By Molly K. Hooper - 07/23/13 09:00 AM EDT
Standing shoulder to shoulder with Speaker John Boehner (R-Ohio), Cathy McMorris Rodgers adds a friendly female face to a predominantly male GOP leadership team.
But don’t be fooled, says Rep. Tom Cole (R-Okla.), “Cathy knows how to throw a punch with a smile. She can be tough and she keeps good order in the conference.”
The 44-year-old Washington state lawmaker knows that House Republicans, who battle the Senate and the White House on a daily basis, carry the burden of effectively communicating the GOP’s message.
“Even though we are the minority in this town, we are the majority and people look to us for direction and for the plan coming from the Republicans. So, what’s the way forward? I felt that responsibility coming out of the election … [Republicans] have to define our vision and make sure that people understand how the policies that we are promoting are going to make their lives better and create more opportunities for their children and themselves and make America strong,” McMorris Rodgers said in an interview with The Hill.
Elected in 2004, the five-term lawmaker spent nearly half her time in office as vice chairwoman of the conference, preparing for the position that she currently holds as the fourth-ranking House Republican.
McMorris Rodgers has been positioning her conference to take the lead in the digital media world since 2009.
Noting that Obama in 2008 was able to collect 13 million email addresses, McMorris Rodgers said “this is something that the Republicans need to learn; [we] need to move into the 21st century … Republicans need to be embracing these new communications tools. We started focusing on getting every member to sign up and use Facebook and Twitter. It was relatively new in 2009.”
Based on her success in getting GOP lawmakers up to speed technologically, she quietly built a foundation of credibility among her colleagues and a reputation for listening.

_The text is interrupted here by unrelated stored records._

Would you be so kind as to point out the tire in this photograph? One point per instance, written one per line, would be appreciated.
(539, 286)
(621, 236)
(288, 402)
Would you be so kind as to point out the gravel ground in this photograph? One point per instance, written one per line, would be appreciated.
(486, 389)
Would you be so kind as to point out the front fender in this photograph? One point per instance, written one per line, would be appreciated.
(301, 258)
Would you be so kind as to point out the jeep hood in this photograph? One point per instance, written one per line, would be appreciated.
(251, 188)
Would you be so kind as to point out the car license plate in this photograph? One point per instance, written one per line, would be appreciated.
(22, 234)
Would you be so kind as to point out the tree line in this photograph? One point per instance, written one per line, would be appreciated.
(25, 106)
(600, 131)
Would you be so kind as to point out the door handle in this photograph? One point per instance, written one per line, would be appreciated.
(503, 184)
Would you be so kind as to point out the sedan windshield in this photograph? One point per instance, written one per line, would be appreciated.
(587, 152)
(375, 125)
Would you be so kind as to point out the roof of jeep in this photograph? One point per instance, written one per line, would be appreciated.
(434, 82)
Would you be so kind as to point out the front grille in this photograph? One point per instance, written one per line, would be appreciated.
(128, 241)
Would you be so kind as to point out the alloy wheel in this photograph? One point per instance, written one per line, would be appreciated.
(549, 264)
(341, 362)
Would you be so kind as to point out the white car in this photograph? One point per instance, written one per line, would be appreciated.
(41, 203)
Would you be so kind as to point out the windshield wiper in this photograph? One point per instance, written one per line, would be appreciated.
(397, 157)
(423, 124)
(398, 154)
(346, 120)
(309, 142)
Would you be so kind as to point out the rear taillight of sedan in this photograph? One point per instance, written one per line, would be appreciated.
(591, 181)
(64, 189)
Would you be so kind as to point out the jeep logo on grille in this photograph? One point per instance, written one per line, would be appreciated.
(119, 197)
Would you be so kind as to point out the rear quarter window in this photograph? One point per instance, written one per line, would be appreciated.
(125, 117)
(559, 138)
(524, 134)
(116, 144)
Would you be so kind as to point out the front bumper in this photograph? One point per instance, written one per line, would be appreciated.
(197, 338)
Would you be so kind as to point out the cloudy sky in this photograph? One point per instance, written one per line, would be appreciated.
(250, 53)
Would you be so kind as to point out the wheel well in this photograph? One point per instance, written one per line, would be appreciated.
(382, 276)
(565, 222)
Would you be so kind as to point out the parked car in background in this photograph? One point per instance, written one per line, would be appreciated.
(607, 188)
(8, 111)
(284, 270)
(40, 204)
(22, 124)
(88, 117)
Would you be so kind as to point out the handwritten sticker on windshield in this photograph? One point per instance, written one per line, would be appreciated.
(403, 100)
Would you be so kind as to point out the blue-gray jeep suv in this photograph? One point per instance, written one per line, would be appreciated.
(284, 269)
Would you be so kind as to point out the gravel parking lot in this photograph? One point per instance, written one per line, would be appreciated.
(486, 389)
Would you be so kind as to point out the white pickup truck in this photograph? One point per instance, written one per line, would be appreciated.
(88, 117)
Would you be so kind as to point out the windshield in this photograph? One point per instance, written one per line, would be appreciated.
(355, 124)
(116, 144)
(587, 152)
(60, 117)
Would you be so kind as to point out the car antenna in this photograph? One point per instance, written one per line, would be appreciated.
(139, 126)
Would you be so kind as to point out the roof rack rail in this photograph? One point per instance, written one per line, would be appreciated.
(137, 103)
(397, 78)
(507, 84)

That helped her succeed in the race for the conference chair against Rep. Tom Price (R-Ga.), a race that Boehner wanted her to win.
Now she is focused on arming her colleagues with the tools needed to be effective communicators, including hiring a “media trainer” to work one-on-one or in groups with lawmakers.
“I want our members to be confident. I want them to be knowledgeable. I want to highlight what this conference has to offer,” McMorris Rodgers explained.
Even though she is the official conference spokeswoman, McMorris Rodgers prefers shining a spotlight on the rank-and-file members. She has an understated role on the GOP.gov website, forgoing a portrait on the home page.
Motivational sayings adorn the hallway walls in her office, including “Always Be Closing” and “Coffee is for Closers.”
Last year, she was discussed as Mitt Romney’s potential running mate. After Rep. Paul Ryan (R-Wis.) was tapped, the Romney campaign used McMorris Rodgers extensively as a surrogate.
Unlike many other Republican women in Congress, McMorris Rodgers is a staunch conservative. She is against abortion rights and has a 91 lifetime rating from the American Conservative Union.
However, she did support Boehner by voting for the controversial fiscal-cliff deal in January. That measure was opposed by many Republicans, including Majority Leader Eric Cantor (Va.) and Majority Whip Kevin McCarthy (Calif.).
She says the key to a smooth conference operation “starts with us opening up the lines of communications internally ... so we know where our colleagues are coming from and the line forward becomes clearer.”
Creating an open dialogue with members is one way that McMorris Rodgers fights a tough battle for consensus given the independent-minded makeup of the GOP conference.
Cole said the conference is not inclined to come to a unified position, but it “needs to develop a consensus ... and she seems to have a very adroit hand at doing that.”
House Republicans have held “listening sessions” where members have unlimited time to air their position on issues of the day, most recently immigration reform.
Despite her hectic schedule, McMorris Rodgers sees her 6-year-old son, Cole, get on the bus during the school year. After Cole was born with Down syndrome, the GOP legislator helped launch the Congressional Down Syndrome Caucus in 2008.
She recently announced she is expecting her third child.
McMorris Rodgers conceded that the “first trimester is more of a challenge in that it zaps some of your energy and by the end of the day I just wanted to crawl into bed and get a good night’s sleep. But I’m feeling very good right now.”
She is the first lawmaker to give birth to two kids while serving in Congress.
Slowing down is not an option. She noted she’s been “through it a couple of times before,” during an even busier time when she had her daughter, Grace, in December following the 2010 election.
This year, she’s already raised more than $500,000 for the National Republican Congressional Committee — one of five members to hit that mark — according to a source familiar with the campaign data.